Behind the Research: Catherine Jensen Peña, neuroscience

“Despite 100 years of research on epidemiology, there’s still so little known about how the brain develops after birth,” says Catherine Jensen Peña.
Agata Nowicka
During her freshman year at the University of Pennsylvania, Catherine Jensen Peña was looking for another class to fill her schedule. Her neighbor recommended the intro biology course he was taking. Intrigued, she figured she’d give it a try. By the end of the year, she was so smitten with the subject that she was tutoring her neighbor in it.

That passion blossomed into a full-fledged love affair, as Peña went on to major in biology and earn her Ph.D. in neurobiology and behavior. Her research focuses on the neurobiological impact of childhood stress such as trauma caused by neglect, abuse, and institutionalization.

“It’s such an understudied question, which is so shocking,” says Peña, an assistant professor in the Princeton Neuroscience Institute. The topic also has a special meaning for her: “My mom is a children’s social worker and my dad is an engineer. I feel like I found the perfect combination [of the two] — wanting to know how things work and the effect of childhood stress.”
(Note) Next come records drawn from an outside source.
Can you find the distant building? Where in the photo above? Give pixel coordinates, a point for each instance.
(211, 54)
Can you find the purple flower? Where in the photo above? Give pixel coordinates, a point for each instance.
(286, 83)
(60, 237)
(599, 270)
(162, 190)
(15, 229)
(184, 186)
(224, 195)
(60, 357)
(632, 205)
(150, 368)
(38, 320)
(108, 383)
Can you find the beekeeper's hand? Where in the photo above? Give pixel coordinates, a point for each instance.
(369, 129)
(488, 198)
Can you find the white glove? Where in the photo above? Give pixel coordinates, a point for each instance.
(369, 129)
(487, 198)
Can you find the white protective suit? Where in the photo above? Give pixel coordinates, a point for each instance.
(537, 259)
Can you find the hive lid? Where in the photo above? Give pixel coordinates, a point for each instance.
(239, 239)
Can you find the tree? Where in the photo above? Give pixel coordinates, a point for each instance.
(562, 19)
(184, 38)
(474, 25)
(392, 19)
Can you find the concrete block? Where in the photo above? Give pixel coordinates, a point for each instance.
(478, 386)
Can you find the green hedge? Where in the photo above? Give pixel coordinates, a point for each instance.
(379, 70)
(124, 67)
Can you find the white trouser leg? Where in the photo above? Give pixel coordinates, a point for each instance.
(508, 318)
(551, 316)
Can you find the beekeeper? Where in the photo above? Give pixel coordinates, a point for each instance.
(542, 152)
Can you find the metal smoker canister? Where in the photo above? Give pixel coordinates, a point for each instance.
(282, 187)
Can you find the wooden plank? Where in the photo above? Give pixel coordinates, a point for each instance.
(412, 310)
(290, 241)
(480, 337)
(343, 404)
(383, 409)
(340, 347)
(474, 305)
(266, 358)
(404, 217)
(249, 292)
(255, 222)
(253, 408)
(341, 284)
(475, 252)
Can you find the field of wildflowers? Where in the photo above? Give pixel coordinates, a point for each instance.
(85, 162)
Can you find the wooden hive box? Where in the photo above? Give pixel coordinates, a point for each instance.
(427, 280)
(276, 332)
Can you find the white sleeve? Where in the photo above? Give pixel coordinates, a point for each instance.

Peña’s Studies: A Sampling

Mikel Casal

A BRAIN PRIMED Peña was curious to see whether childhood stress, which is one of the strongest known risk factors for adult depression, alters the brain to make it more sensitive and less resilient to challenges later in life. She and her team studied how two groups of mice — those that had experienced early-life trauma in the form of maternal separation and those that had not — responded to a stressor such as bullying in adulthood. For the mice that had experienced early-life strain, the second life stressor triggered depression-like behavior and the expression of genes not associated with the bullying alone. Looking at the RNA of these mice, Peña says, “it was like the brain was in this pro-depressive state.” 


Mikel Casal

TRACKING CHANGES Peña’s lab is working to tag and track the specific cells that are changed by early-life trauma to determine how these changes prime the brain for depression. Her team has successfully bred a mouse with these particular cells permanently marked, allowing researchers to study how these cells react to stress from infancy through adulthood. Understanding how the brain circuitries of depressed individuals vary depending on their childhood experiences can lead to more varied and effective treatments for humans, Peña says. 


Mikel Casal

WITH PURPOSE Last spring, Anne Elizabeth Sidamon-Eristoff ’20 received funding to interview migrant parents in Texas shelters about their children’s experiences with stress, immigration, and border detention. She and Peña are analyzing the results from 84 parent interviews to determine the impact of these early-life stressors and their contribution to symptoms of post-traumatic stress disorder. “There are people out there who’ve had these traumatic experiences, and we are trying to understand what the resulting changes are in the brain,” Peña says.